This kind of access, whether in the print or online context, not only facilitates the retrieval of pertinent cases but also promotes a more systematic comparison across jurisdictions. The downside is that topical classification can be a subjective process, resulting in the same case being assigned by different authors to different subject areas. For this reason, readers are advised to consult not only the table of contents/topical framework but also the index to better ensure the identification of relevant cases.
Lengthy as Annotated Refugee Convention is, it provides little detail regarding the author’s selection and scope policy. The preface claims coverage of Canadian and U.S. Supreme Court and federal court cases to be “comprehensive up to December 31, 2002…” (p. vi). But there appear to be some gaps. A random sampling: The U.S. Supreme Court decision INS v. Orlando Ventura, 537 U.S. 12 (U.S.S.Ct., 2002) is absent, as is Kwiatkowsky v. Canada,  2 S.C.R. 856 from the Supreme Court of Canada (text not available online); precedent decisions rendered by the U.S. federal appeals courts on gender issues are not fully represented when compared with other sources; nor, seemingly, are all Canadian federal cases that relate to gender persecution.
The preface also notes that “A few seminal decisions of the Board of Immigration Appeals are included and will precede all other American cases” (p. v). BIA decisions are actually difficult to locate in this volume; none appear to be listed in the table of cases even though at least three – Matter of Acosta, Matter of R-A and Matter of Chen – were discovered serendipitously. Some clarification about the selection of these cases would have been helpful. A number of BIA decisions are now considered precedential; while Acosta and Chen are counted among these, a decision in the Matter of R-A- is still pending.
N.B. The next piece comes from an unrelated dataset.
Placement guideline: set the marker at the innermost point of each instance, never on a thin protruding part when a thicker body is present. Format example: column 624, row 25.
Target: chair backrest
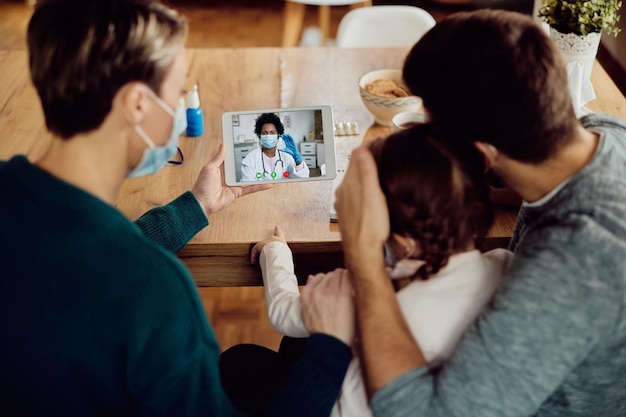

Finally, the preface notes that “Occasionally, cases from other jurisdictions may appear as well.” At least two such cases were identified in the volume – one English and one Australian. Given the focus of the volume on North American jurisprudence, some elaboration as to why these cases were singled out would have been useful.
There may be good reasons for leaving out certain cases – length of the volume, minimal relevance, non-precedential, etc. – but because a selection methodology is not detailed, readers have no certainty about what they will find. Thus, for a thorough investigation of a specific issue, researchers may still need to consult other sources. However, readers seeking a broad survey of asylum decisions in two important jurisdictions will appreciate having such a significant body of case law distilled in one resource.
Annotated Refugee Convention is very much a reference source; unlike other case law collections, it does not present a particular position on the legal matters discussed within, and it excludes editorial comment from the abstracts. This feature distinguishes the volume from other case law “collections,” such as von Sternberg’s The Grounds of Refugee Protection in the Context of International Human Rights and Humanitarian Law: Canadian and United States Case Law Compared (Martinus Nijhoff, 2002) and the aforementioned Who Is a Refugee?, both of which set out specific objectives in their introductions. At the same time, while it is laudable to let the case law speak for itself, it would be helpful to readers to have, along with more details about the author’s methodology, some basic background information – e.g., an historical overview of court activities, a comparison of refugee status determination systems in Canada and the U.S., or a summary of the strengths and weaknesses of each country’s jurisprudence – in order to provide a more concrete context for the volume. [See, for example, the Asylum Case Law Sourcebook: Master Index and Case Abstracts for US Court Decisions, 4th ed. (Thomson West, 2003), in which the author, David Martin, includes both a quick guide and a more complete overview of how to use his book, along with an introduction to asylum law in the U.S.]
Ultimately, an unintended consequence of this relative dearth of explanatory details is that the primary audience for Annotated Refugee Convention is assumed to be a fairly knowledgeable reader who is already familiar with refugee and asylum law, particularly in North America. But incorporating a more substantive introduction could broaden the audience to whom the book’s contents might appeal. In fact, the author, Ms. Zambelli, recently wrote an article for Immigration Daily, an online news source for immigration lawyers, which provides a very useful comparison of refugee protection approaches in the U.S. and Canada and might even be viewed as a kind of companion piece to the Annotated Refugee Convention. Perhaps this will serve as a model for a more fleshed-out introduction in future editions of this volume.
1 The U.S. acceded to the Protocol in 1968, while Canada acceded to both the Convention and Protocol in 1969 (UNHCR, “States Parties to the 1951 Convention relating to the Status of Refugees and the 1967 Protocol,” 15 February 2005).